Eppure anche per me quel che sta accadendo oggi, a fronte di un’infezione più grave di un’influenza, ma meno grave dell’Aids, è una cosa nuova. Perché le epidemie sono tutte diverse tra loro, ovviamente sul piano biologico, medico e scientifico, ma soprattutto per il contesto nel quale avvengono. E questa è la prima infodemia, come l’ha definita l’Oms. Avviene cioè in un contesto in cui l’informazione è ampia, rapida e diffusa, come non si è mai visto prima. Il mondo scientifico si è evoluto, quello dell’informazione è cambiato radicalmente. Ci sono, ovviamente, vantaggi e svantaggi in questo fenomeno. Io sono di quelli che pensano che i vantaggi siano

superiori, perché credo che più la gente è informata meno è soggetta a lasciarsi andare a reazioni irrazionali. Ma ci sarà tempo per discutere di questo.
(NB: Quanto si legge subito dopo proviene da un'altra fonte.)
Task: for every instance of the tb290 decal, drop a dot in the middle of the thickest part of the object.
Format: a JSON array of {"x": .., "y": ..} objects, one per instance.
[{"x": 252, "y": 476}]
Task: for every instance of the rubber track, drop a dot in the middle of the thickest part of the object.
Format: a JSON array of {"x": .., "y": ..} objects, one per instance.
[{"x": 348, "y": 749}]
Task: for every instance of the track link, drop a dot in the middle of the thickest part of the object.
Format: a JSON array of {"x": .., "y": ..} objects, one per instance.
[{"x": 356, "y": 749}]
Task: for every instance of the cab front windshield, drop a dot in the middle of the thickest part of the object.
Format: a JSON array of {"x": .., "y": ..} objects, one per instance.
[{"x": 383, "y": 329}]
Intanto noto, insieme a voi, alcune novità. C’è chi obbietta che esiste una buona e una cattiva informazione. È vero, come sempre. Anche stavolta, come sempre, ci sono quelli che hanno detto o scritto sciocchezze e idiozie. Ma in questo caso il livello di informazione è così alto e globale che si è attivata, mi sembra, una specie di autoregolazione, in cui gli errori e le fake news vengono rapidamente compensati. Noto anche che la famigerata coppia “media e social” si sta finalmente chiarendo, nei rispettivi ruoli. I media, quelli cioè che funzionano attraverso, appunto, una mediazione professionale, su Internet, in Tv o su carta, stanno riconquistando autorevolezza e fiducia nel campo dell’informazione. E i social stanno finalmente facendo quello per cui sono stati creati, cioè collegare la gente. Una funzione altrettanto preziosa contro una malattia che si cura con l’isolamento. Non mi dispiace peraltro che gli “influencer” (nome, in verità, poco fortunato in questo momento) annaspino: quelli scarsi non sanno più che dire, quelli buoni usano i loro like per raccogliere fondi per la Sanità. Emergono d’altra parte nuovi “contro-influencer”: scienziati, ricercatori, medici che finalmente hanno imparato a parlare con la gente e che comunicano come mai era avvenuto. Bene. Come vedete, c’è sempre bisogno di (buoni) maestri.